Design Requirements. Given the characteristics of GCNs, we present the design requirements to perform GCNs with high performance and energy efficiency. First, Aggregation phase demands efforts to alleviate the irregularity that degrades performance. On the other hand, Combination phase needs more attention to leverage the regularity to improve the intensive computations with better parallelism and faster synchronization. Second, the high-degree intra-vertex parallelism and the highly reusable inter-vertex data need to be exploited. Third, to achieve higher performance and energy efficiency, the execution of Aggregation phase and Combination phase need to be efficiently fused. Unfortunately, existing architectures fail to address these requirements, resulting in the following inefficiencies.
Inefficiencies of General-Purpose Processors.
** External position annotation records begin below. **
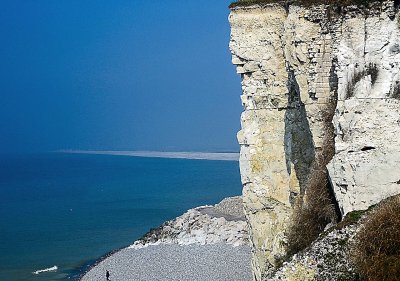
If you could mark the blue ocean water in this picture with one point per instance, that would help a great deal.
(70, 209)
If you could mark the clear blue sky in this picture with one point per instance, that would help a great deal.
(117, 75)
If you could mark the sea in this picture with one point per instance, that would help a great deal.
(61, 212)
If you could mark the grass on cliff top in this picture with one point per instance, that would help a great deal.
(376, 252)
(245, 3)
On CPUs, the irregularity in Aggregation phase makes GCNs ill-suited to current cache hierarchy design and data prefetching techniques. Besides, it is hard to efficiently reuse the highly reusable parameter data between compute units [eyeriss].
GPUs are inherently optimized for compute-intensive workloads with regular execution pattern [Tesla] such as neural networks, but handling the Aggregation phase with irregular memory accesses suffers from low efficiency. Besides, the processing of Combination with strong parameter sharing needs costly data copy and thread synchronization.
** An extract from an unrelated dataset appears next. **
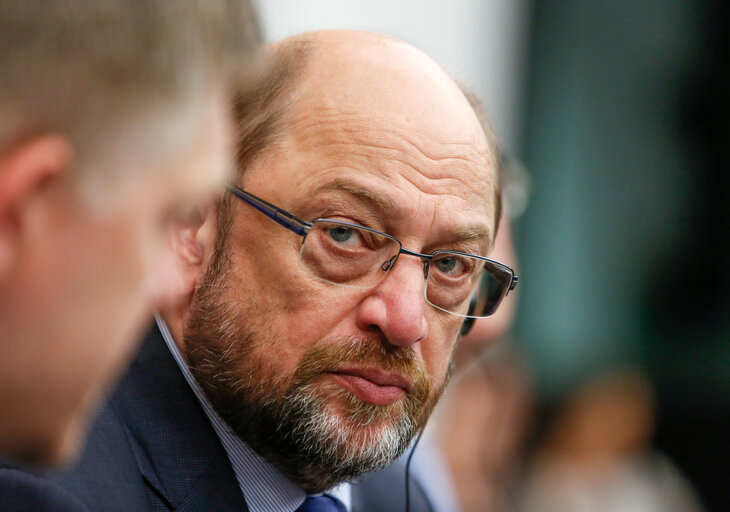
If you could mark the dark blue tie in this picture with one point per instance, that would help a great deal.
(322, 504)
Both CPUs and GPUs lack inter-phase optimization for GCN execution. To leverage the advantages of hardware-optimized functions [cuBLAS, Pytorch_Scatter], current programming framework for GCNs usually adopts coarse-grained execution, which results in phase-by-phase execution. This compromises the design space with phase interaction, hindering the improvement beyond the individual optimization for each phase.
Inefficiencies of Conventional Accelerators. Specialized accelerators tailored to graph analytics or neural networks gain significant speedup and energy savings compared to general-purpose processors. Whereas, they are inefficient in processing GCNs due to following reasons: i) they are usually only designed to either alleviate irregularity or exploit regularity, while GCNs need both; ii) they fail to leverage the new kinds of parallelism and data reuse to further improve performance; iii) single-paradigm design make them hard to fuse the execution of the two phases.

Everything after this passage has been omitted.